Cette manne est-elle affectée en totalité à la transition écologique ? « La réponse est clairement non », répond-il. Et d’ajouter que la récente hausse des taxes n’est pas répercutée dans les budgets. « Quand on regarde l’évolution des dispositifs d’accompagnement, nous ne voyons pas d’évolution majeure ». Or, la TICPE, qui rapporte actuellement 34 milliards d’euros (l’équivalent du budget du ministère de la Transition écologique), rapportera 4 milliards d’euros supplémentaires l’an prochain.

En étudiant le rapport pour le projet de loi de finances (PLF) 2019 de l'Assemblée nationale, on constate effectivement que les crédits de la TICPE – qui n’est pas la seule ressource fiscale écologique – fléchés vers la transition écologique seront stables en 2019, à 7,2 milliards d’euros. Cette affectation ne représente que 21% des rentrées fiscales de la TICPE. Un milliard d’euros vont, certes, se greffer au financement des transports, mais l’essentiel des taxes sur l’essence (hors TVA) viennent alimenter le budget général de l’État (39%) et celui des départements et régions (36%).

« Toutes les recettes n’ont pas à aller dans la transition énergétique »

D’autres missions qui concourent à la transition et à l’efficacité énergétique existent dans d’autres ministères – primes à la conversion, crédits d’impôt pour les particuliers, fonds chaleur, etc. – mais cette réalité sur la répartition des produits de la TICPE risque de faire désordre. Pour Benoît Leguet, directeur général de I4CE (Institute for Climate Economics), un think tank français fondé notamment par la Caisse des dépôts, ce n’est pas problématique. « Toutes les recettes [de la fiscalité carbone] n’ont pas à aller dans la transition énergétique. Ce n’est pas une taxe de rendement, il s’agit d’inciter à des changements de comportement, et les expériences nous montrent que ce n’est pas toujours le cas », a-t-il expliqué devant les sénateurs.

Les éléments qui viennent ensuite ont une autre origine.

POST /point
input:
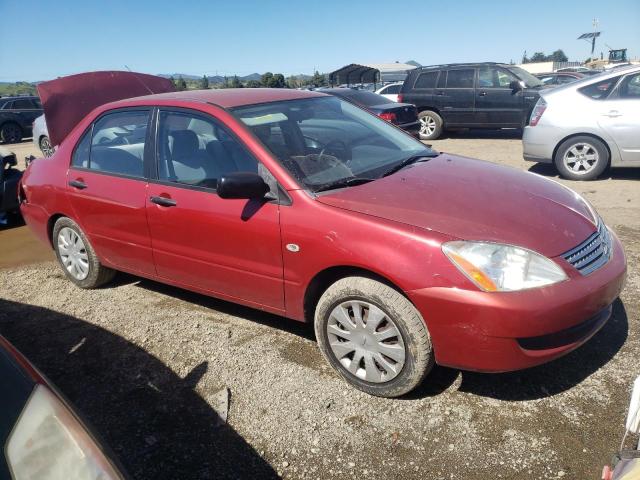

Les choses sont en effet plus compliquées dans la réalisation des politiques. « Le critère, ce n’est pas tellement un euro pris, un euro redonné quelque part », selon lui. Il estime que le débat ne doit pas porter sur le niveau de la fiscalité mais bien sur son utilité. Réclamant une transparence sur l’utilisation des recettes des taxes environnementales, il considère qu’il faut être « clair » sur les politiques que viendra financer la taxe carbone.

C’est également ce que réclame Dominique Bureau, délégué général du Conseil économique pour le développement durable (CEDD), un organisme qui dépend directement du ministère de la Transition écologique. « La question que faire de l’argent doit être transparente », déclare-t-il, plaidant pour une lisibilité à long terme, indispensable pour les investisseurs.

Un outil pour évaluer le caractère écologique du budget

L’association Amorce, représentée par Nicolas Garnier, rêve d’une loi de finances distincte du PLF, pour la transition écologique, à l’image de ce qui existe pour la Sécurité sociale avec le PLFSS.

Benoît Leguet (Institute for Climate Economics) va prochainement remettre un rapport au Parlement (le 29 novembre à l’Assemblée) évaluant les investissements publics et privés en faveur de la transition écologique. En 2016, selon ce cercle de réflexion, les investissements en faveur de la transition énergétique se sont élevés à 36 milliards d’euros en 2016.

L’Institute for Climate Economics imagine aussi un autre outil pour le futur, qui viendra éclairer les choix des parlementaires et les accompagner dans leur mission de contrôle : un projet de « green budget », pour évaluer la « verdeur » du projet de loi de finances.